The relationship between the two samples can be considered as a type of correlation. The significance limits of the correlation coefficient are shown. The actual value of the correlation coefficient between the populations lies between the stated confidence probabilities of 95% and 99%.

The Cross Product Ratio, A*D/B*C, is a statistic which is meaningful in some types of experiment. Calculated probabilities apply to this also.

The abbreviations UL and LL are Upper Limit and Lower Limit. Probabilities in this program are areas under one tail of the normal distribution curve with corresponding probabilities in the other tail being 100-p%

In the table of "Raw data proportions" the "expected" sample proportions are based on the hypothesis that the population proportions are the same.

In the table "Correlation Coefficient r", calculated r is the observed value of r in the samples.
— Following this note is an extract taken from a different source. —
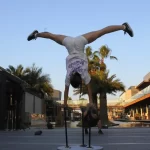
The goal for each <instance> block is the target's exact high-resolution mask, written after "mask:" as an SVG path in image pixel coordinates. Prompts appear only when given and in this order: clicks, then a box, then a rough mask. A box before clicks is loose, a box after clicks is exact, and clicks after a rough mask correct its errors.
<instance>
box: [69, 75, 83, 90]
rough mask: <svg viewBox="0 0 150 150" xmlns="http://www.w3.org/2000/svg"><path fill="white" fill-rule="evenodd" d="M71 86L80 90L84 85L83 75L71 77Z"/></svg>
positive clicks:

Probability is that of an absolute value as high as r could arise on the assumption of no correlation between the populations.

In the table "Correlation Coefficient" are the confidence limits on the actual but unknown correlation coefficient between the two populations.

In the table "Confidence limits for proportions" are estimates of the actual proportions which exist separately in the two populations The possible range of each proportion increases as the probability of the true value of the proportion lying within that range increases from 95 to 99% It will be noticed, intuitively, accuracy of estimates increase as sample sizes increase.

Do not allow a size of sample, E,F,G,H, less than 2 or program will abort. Do not enter data, A,B,C,D, greater than 500. Numerical overflow may occur. For large values of A,B,C,D other more simple formulae are just as accurate and, in general, firm conclusions can be drawn from the data without calculation of probabilities.